Tornando il Italia dall’estero in auto, soprattutto da alcuni paesi, ci si rende conto del fatto che i limiti di velocità sono, al più, un benevolo consiglio. Infatti, è assolutamente normale superarli, anche abbondantemente.
Le ragioni, semplificando, sembrano essere sostanzialmente due. L’assurdità complessiva di tali velocità obbligate e lo scarso rispetto di chi guida.
Il primo elemento è evidente a chiunque abbia dimestichezza con le strade. Perché in certi tratti extraurbani si impongono i 50 all’ora quando in grande sicurezza si può viaggiare a 70? Perché negli svincoli autostradali il limite è 40 quando la maggior parte viaggia al doppio? Se in un tratto di strada ci sono stati dei problemi la risposta è un limite che si abbassa. Per contro nessun controllo, solitamente, viene fatto, per cui formalmente va tutto bene, ma in sostanza niente è a posto poiché, salvo rarissime eccezioni, nessuno si adegua ai limiti.
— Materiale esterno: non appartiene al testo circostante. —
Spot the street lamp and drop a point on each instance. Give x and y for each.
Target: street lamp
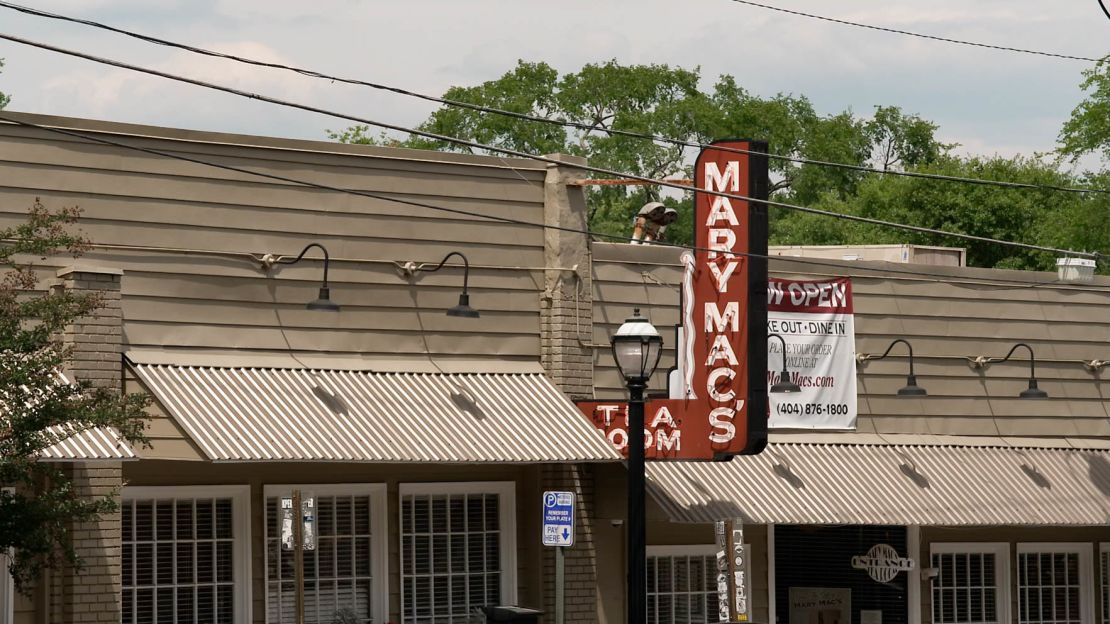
(324, 300)
(463, 309)
(910, 389)
(1032, 391)
(636, 349)
(784, 385)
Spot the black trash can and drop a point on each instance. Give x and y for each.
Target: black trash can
(513, 614)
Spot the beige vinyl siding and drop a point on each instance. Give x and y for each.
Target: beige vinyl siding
(950, 320)
(205, 301)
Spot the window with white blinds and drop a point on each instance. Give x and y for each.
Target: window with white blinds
(457, 550)
(682, 584)
(971, 583)
(344, 574)
(183, 554)
(1053, 583)
(1105, 569)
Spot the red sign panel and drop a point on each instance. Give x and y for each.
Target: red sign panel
(717, 405)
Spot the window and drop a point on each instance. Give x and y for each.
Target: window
(457, 550)
(1053, 583)
(345, 575)
(682, 584)
(184, 552)
(1105, 567)
(971, 585)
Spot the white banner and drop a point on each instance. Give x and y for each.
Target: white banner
(815, 320)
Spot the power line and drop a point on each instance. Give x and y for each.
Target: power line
(918, 34)
(526, 117)
(370, 194)
(517, 153)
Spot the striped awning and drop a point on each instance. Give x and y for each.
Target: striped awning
(243, 414)
(89, 444)
(944, 485)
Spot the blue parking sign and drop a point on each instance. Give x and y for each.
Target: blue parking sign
(558, 519)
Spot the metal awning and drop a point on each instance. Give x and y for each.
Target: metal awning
(942, 485)
(242, 414)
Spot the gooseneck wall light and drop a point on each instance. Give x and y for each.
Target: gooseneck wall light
(323, 301)
(910, 389)
(636, 349)
(784, 385)
(463, 309)
(1032, 391)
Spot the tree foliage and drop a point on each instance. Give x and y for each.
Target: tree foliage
(667, 101)
(1088, 130)
(38, 409)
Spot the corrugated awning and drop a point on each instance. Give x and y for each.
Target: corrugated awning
(89, 444)
(298, 414)
(891, 484)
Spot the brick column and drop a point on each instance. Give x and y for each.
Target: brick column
(93, 593)
(566, 330)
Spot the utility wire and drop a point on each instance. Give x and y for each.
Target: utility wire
(517, 153)
(918, 34)
(526, 117)
(813, 261)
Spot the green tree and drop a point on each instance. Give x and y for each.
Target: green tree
(3, 99)
(668, 101)
(37, 409)
(1088, 130)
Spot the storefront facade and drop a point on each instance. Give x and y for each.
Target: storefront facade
(965, 505)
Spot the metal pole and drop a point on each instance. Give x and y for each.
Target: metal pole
(559, 591)
(637, 529)
(298, 557)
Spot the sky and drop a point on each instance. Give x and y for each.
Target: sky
(989, 101)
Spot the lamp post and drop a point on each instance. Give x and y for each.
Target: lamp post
(636, 349)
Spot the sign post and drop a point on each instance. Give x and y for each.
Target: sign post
(558, 532)
(734, 585)
(716, 404)
(298, 536)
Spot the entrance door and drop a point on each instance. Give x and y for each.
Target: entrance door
(816, 583)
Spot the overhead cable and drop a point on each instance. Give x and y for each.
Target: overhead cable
(518, 153)
(510, 220)
(526, 117)
(918, 34)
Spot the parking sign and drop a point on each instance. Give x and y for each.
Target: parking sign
(558, 519)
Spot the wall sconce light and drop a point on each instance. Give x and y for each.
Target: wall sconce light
(323, 301)
(463, 309)
(784, 384)
(910, 389)
(1032, 391)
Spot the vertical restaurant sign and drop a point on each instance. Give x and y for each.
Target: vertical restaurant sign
(717, 405)
(815, 320)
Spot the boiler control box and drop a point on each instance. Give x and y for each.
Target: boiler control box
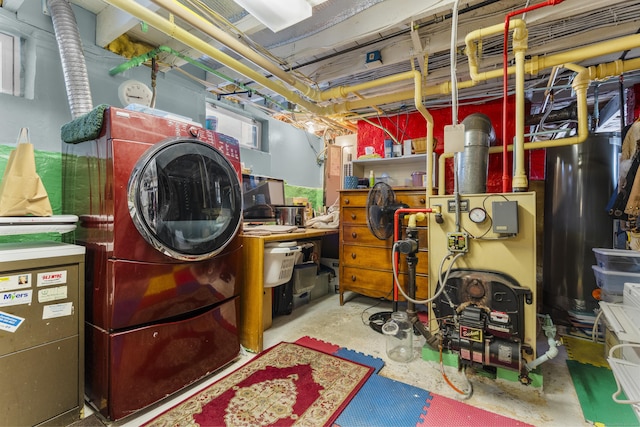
(505, 217)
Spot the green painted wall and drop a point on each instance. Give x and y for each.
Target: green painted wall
(44, 107)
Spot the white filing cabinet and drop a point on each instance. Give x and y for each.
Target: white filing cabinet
(41, 333)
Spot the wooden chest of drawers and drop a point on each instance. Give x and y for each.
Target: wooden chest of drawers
(366, 261)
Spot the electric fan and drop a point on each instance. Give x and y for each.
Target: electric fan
(381, 206)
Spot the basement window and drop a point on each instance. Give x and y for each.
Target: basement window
(245, 129)
(10, 64)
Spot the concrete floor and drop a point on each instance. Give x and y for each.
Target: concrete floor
(556, 404)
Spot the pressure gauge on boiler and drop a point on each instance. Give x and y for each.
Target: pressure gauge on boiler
(478, 215)
(134, 92)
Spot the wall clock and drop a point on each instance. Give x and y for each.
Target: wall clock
(134, 92)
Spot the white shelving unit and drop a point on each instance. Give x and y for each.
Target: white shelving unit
(399, 169)
(624, 321)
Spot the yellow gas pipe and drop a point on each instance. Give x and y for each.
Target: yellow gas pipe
(532, 66)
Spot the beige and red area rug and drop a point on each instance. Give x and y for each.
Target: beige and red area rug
(286, 385)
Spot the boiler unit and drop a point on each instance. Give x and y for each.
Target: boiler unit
(160, 208)
(482, 279)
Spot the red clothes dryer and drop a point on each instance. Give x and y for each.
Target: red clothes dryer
(160, 208)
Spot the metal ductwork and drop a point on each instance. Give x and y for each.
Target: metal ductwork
(473, 163)
(568, 113)
(74, 68)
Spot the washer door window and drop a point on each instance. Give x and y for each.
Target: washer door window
(185, 199)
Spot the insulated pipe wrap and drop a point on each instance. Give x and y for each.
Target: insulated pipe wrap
(72, 57)
(473, 163)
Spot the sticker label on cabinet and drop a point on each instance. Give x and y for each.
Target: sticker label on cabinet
(52, 294)
(16, 298)
(10, 322)
(52, 278)
(57, 310)
(17, 281)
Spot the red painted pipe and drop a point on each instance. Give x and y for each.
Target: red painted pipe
(505, 87)
(396, 237)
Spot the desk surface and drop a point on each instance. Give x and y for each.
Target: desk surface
(301, 233)
(253, 294)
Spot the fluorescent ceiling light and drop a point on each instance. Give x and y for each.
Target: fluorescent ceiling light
(277, 14)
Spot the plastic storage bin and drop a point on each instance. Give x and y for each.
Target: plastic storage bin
(304, 277)
(613, 282)
(279, 259)
(618, 259)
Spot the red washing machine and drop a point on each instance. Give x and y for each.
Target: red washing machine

Un esempio? La tangenziale di Torino. Tanti incidenti, qualcuno mortale, hanno portato alla decisione di limitare a 90 o 110 chilometri all’ora la velocità, a seconda delle tratte. Ebbene, dopo qualche giorno di controlli e di multe strombazzate troppe auto non li rispettano.
Il secondo aspetto è un problema più generale: la scarsa attenzione per gli altri e le regole che sovente ci caratterizza. Chi lo fa passa spesso per ingenuo o poco furbo. Gli esempi potrebbero essere infiniti.
Allora che fare? Da parte del legislatore dovrebbe esserci più realismo e responsabilità: limiti ragionevoli e controlli a tappeto, non solo per comminare multe, ma per educare. Da parte di chi guida basterebbe anche solo un po’ di rispetto, per tutto e per tutti.
Ma probabilmente l’elemento centrale è proprio l’educazione: far crescere generazioni attente al prossimo, rispettose delle regole, coscienti del senso civico, della socialità. Dovrebbe essere l’impegno delle famiglie, della scuola, dei mezzi di informazione, di tutti, insomma: forse così, in qualche decennio, saremmo un popolo più civile.